Brent Thompson
- Full name: Brent Robert Thompson
- Born: 8 April 1978 (age 48) Manawatu, New Zealand
- Height: 191 cm (6 ft 3 in)
- Weight: 105 kg (231 lb)

Rugby union career
- Position: Loose forward

Provincial / State sides
- Years: Team / Apps / (Points)
- 1998: Central Vikings / 12 / (20)
- 1999: Manawatu / 7 / (15)
- 2000–04: Taranaki / 52 / (80)
- 2009: Manawatu / 11 / (10)

Super Rugby
- Years: Team / Apps / (Points)
- 2000–03: Hurricanes / 28 / (5)
- 2004: Blues / 1 / (0)

= Brent Thompson (rugby union) =

Brent Robert Thompson (born 8 April 1978) is a New Zealand former professional rugby union player.

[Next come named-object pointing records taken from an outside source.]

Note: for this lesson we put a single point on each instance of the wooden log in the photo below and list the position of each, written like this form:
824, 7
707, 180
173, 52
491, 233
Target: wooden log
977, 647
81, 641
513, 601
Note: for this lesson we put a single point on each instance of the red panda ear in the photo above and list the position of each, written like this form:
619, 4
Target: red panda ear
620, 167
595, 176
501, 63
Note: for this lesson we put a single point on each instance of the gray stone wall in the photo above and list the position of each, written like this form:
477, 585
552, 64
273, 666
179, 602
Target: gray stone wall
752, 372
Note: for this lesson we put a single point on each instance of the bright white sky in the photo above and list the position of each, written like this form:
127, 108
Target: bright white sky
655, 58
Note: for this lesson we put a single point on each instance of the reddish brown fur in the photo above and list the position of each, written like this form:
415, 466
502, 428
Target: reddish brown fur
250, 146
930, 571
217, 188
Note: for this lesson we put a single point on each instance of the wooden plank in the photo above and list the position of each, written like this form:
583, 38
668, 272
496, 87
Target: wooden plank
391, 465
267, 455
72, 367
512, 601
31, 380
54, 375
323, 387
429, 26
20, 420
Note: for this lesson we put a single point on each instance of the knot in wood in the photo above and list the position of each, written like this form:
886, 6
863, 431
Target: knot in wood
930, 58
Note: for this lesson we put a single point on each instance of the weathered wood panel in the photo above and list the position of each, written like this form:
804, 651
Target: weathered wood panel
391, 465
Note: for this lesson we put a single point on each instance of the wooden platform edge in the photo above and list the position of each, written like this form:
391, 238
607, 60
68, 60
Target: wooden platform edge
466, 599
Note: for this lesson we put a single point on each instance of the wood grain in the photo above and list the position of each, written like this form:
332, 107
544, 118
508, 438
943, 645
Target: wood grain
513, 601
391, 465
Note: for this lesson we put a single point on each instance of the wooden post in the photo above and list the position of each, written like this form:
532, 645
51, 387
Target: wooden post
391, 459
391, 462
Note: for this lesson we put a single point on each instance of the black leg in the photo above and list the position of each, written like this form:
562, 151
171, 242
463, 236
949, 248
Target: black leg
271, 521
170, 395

Thompson is the son of 1960s Manawatu forward Francis Thompson and attended Palmerston North Boys' High School, where he had two in the 1st XV, which were coached by future Wallabies coach Joe Schmidt. He started life as a fullback, before moving up forward as a fifth form student. In 1999, Thompson represented NZ Colts, playing as a flanker.

After playing his early first-class rugby with the Central Vikings and Manawatu, Thompson switched to Taranaki in 2000 seeking a way into Super 14 contention and from 2000 to 2003 made 28 appearances for the Hurricanes, mostly off the bench. He then joined the Blues and played once during the 2004 Super 12 season.

Thompson competed with Japanese club Suntory Sungoliath between 2005 and 2007.

Returning to New Zealand, Thompson was player of the year for Manawatu in 2009, before a neck injury first suffered during his time in Japan forced him to announce his retirement.